Information & documentation
Mathematica - Linear Algebra etc.
Linear algebra is about the solution of simultaneous linear equations, linear eigensystems etc. There are two courses described here, which vary very considerably in difficulty. Neither are currently being given and may be out of date.
Please go here for further information. For other courses by the same author, please click here.
Numerical Linear Algebra
This course starts by covering Mathematica's basic matrix facilities, fairly quickly, for people who are not experts with them. It then covers the basics of linear algebra using real and complex matrices. It is intended for people who can use Mathematica, but need to know what it can do with matrices and linear algebra.
Matrix arithmetic and how matrices are used in linear algebra (e.g. the solution of linear equations) is no longer taught in the ordinary mathematics A-level, but only Further Pure mathematics. If you do not know this, you MUST learn it first. For further information, see Matrix Prerequisites.
Symbolic Linear Algebra
The second lecture covers linear algebra with symbolic matrices, and its debugging and tuning. It shows how to get first- and second-order approximations to problems, with the variations in the input being in the form of unknown variables. This enables what is often called perturbation analysis or sensitivity analysis.

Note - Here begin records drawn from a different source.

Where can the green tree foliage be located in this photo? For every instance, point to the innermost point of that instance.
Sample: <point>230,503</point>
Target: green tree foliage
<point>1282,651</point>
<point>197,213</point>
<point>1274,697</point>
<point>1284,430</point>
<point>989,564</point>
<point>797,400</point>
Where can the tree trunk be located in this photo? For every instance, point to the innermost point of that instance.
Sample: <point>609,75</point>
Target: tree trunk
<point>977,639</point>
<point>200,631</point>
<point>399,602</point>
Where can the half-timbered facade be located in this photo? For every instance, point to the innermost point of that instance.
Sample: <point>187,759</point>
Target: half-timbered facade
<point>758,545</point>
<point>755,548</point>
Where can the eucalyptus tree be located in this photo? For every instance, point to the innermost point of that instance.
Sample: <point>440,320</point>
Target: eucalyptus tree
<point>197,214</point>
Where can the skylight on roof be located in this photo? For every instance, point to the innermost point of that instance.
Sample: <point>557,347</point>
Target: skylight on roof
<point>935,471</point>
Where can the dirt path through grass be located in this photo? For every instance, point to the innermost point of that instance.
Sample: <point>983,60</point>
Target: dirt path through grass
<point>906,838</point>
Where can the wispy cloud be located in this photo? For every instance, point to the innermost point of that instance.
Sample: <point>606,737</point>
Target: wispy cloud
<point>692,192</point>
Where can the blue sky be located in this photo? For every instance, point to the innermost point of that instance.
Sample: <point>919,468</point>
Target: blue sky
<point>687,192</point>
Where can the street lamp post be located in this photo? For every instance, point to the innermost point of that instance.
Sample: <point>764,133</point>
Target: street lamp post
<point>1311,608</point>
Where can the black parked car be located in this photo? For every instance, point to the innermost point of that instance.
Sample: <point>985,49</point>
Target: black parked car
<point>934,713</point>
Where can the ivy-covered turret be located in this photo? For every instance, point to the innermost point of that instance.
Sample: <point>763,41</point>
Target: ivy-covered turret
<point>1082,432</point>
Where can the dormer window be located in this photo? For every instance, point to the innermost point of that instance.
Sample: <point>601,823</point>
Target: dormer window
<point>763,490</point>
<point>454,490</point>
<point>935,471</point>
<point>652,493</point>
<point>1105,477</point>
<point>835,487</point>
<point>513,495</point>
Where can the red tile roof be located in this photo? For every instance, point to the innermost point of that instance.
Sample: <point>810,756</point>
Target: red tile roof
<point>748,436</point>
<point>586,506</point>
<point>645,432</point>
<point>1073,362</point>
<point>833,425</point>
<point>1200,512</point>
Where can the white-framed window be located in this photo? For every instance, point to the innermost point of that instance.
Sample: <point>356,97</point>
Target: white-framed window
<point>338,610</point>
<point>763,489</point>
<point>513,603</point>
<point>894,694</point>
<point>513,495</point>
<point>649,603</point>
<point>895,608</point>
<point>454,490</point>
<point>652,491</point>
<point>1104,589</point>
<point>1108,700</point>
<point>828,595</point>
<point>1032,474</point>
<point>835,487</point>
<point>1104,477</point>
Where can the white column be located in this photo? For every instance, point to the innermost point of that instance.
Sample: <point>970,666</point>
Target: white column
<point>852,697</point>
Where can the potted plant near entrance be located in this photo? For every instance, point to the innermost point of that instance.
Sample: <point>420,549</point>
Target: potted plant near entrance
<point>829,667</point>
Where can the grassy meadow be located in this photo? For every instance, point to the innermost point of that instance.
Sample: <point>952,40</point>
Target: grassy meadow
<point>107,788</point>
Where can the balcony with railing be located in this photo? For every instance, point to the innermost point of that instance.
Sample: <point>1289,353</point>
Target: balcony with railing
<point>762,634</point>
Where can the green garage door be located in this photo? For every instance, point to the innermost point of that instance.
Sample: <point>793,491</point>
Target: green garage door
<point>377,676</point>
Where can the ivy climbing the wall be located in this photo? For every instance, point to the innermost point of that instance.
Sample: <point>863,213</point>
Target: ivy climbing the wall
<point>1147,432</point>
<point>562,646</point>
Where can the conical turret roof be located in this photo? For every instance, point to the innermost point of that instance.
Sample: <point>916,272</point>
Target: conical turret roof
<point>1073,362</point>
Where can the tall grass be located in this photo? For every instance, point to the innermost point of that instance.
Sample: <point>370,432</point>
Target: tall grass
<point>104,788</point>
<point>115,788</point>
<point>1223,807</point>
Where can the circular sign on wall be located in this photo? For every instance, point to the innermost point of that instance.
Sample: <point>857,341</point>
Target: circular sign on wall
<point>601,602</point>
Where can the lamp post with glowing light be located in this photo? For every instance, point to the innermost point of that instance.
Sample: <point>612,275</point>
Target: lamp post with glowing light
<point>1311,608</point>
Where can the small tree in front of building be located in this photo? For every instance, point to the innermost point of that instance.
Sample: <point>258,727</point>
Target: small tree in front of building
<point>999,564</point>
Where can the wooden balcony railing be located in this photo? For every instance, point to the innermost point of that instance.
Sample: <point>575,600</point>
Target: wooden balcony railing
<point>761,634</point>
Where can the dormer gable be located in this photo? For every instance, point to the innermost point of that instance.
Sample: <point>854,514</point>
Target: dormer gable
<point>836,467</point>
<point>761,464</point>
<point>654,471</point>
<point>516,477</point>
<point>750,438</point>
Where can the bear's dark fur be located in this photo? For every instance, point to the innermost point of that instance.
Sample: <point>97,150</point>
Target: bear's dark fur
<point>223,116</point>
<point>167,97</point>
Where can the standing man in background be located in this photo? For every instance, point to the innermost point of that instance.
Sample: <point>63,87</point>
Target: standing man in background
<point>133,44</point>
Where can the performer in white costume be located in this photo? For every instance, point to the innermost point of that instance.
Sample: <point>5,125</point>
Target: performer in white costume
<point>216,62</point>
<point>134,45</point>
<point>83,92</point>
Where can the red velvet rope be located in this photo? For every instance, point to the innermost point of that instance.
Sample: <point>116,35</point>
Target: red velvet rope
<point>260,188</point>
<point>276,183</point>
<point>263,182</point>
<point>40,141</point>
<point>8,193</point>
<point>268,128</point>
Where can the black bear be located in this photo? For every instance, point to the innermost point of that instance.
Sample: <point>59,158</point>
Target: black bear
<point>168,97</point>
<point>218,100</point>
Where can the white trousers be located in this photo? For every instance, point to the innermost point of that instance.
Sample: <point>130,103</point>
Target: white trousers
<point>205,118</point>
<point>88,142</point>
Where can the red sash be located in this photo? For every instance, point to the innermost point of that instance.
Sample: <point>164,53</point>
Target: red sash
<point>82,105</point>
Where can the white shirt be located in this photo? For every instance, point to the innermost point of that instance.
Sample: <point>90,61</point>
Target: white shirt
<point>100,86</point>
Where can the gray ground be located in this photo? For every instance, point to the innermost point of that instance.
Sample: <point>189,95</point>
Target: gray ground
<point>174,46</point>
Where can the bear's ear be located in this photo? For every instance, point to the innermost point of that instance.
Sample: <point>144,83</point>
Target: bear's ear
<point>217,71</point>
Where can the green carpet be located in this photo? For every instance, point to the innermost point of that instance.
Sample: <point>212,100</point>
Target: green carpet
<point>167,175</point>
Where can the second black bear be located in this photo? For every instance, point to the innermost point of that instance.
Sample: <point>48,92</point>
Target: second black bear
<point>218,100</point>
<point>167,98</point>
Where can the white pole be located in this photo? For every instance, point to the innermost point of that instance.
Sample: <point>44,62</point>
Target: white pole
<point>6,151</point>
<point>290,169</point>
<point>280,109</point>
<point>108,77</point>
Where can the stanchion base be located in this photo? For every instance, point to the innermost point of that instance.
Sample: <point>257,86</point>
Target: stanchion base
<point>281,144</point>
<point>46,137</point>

People who want to do comparable work with other numerical methods (such as PDEs, ODEs or optimisation) will also find it relevant, as the techniques the course covers apply to those as well.
WARNING: this sort of work is never easy, though it is much easier in Mathematica than by hand, and attendees should be reasonably familiar with using Mathematica. This is quite possibly the hardest actual programming course in the University, not excluding those given in the Computer Laboratory. They give harder theoretical ones, of course.